As I have written repeatedly, King is damaged goods and not long for power - not when Tisch has to take the lead on the selling of the Common Core/SED agenda, a job that is supposed to be King's.
That said, all this stuff is just p.r. damage control.
The Regents and the SED have no intention of backtracking on any of the reforms - not the Core, not the testing, not the evaluation system, not the data collection.
As I noted earlier, this stuff is all connected and linked - they devised the reform agenda that way and they can not modify it without throwing the whole "accountability mechanism" out of whack.
One other thing I want to note:
Reformers around the country are watching this fight in NY State very, very closely.
As education reformer Tim Daly of the New Teacher Project wrote in an attack piece in which he compares all Common Core critics to Tea Partiers:
Let’s hope they hold course. If Cuomo, Tisch and King are bullied into tabling their work, other states will be next. So far they have done exactly what we say we want from our leaders: they’ve stood their ground on a controversial policy shift because they know it is badly needed. They know it’s hard to change outcomes without changing the way we do our work. The question is whether New York is going to be more vulnerable to Tea Party tactics than Washington, D.C.

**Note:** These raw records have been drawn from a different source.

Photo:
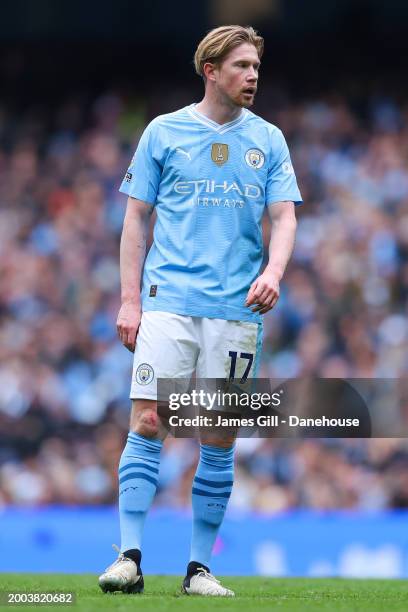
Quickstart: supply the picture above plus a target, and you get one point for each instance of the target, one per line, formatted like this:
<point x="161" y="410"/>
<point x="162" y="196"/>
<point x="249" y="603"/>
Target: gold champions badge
<point x="219" y="153"/>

Leaving aside the Tea Party smear for another time, let us just note how shrill the rhetoric from the education reformers is getting these days, how that shrill rhetoric points to the desperation the reformers are feeling because the tide is turning against them, and how much they need NY State to hold the line on Common Core so that other states won't waver.
We'll see if Cuomo is so education reformy next year when he's up for re-election and parent groups target him for his support of the Common Core, Endless Testing, teacher evaluations tied to test scores that force this Endless Testing, and the inBloom data project.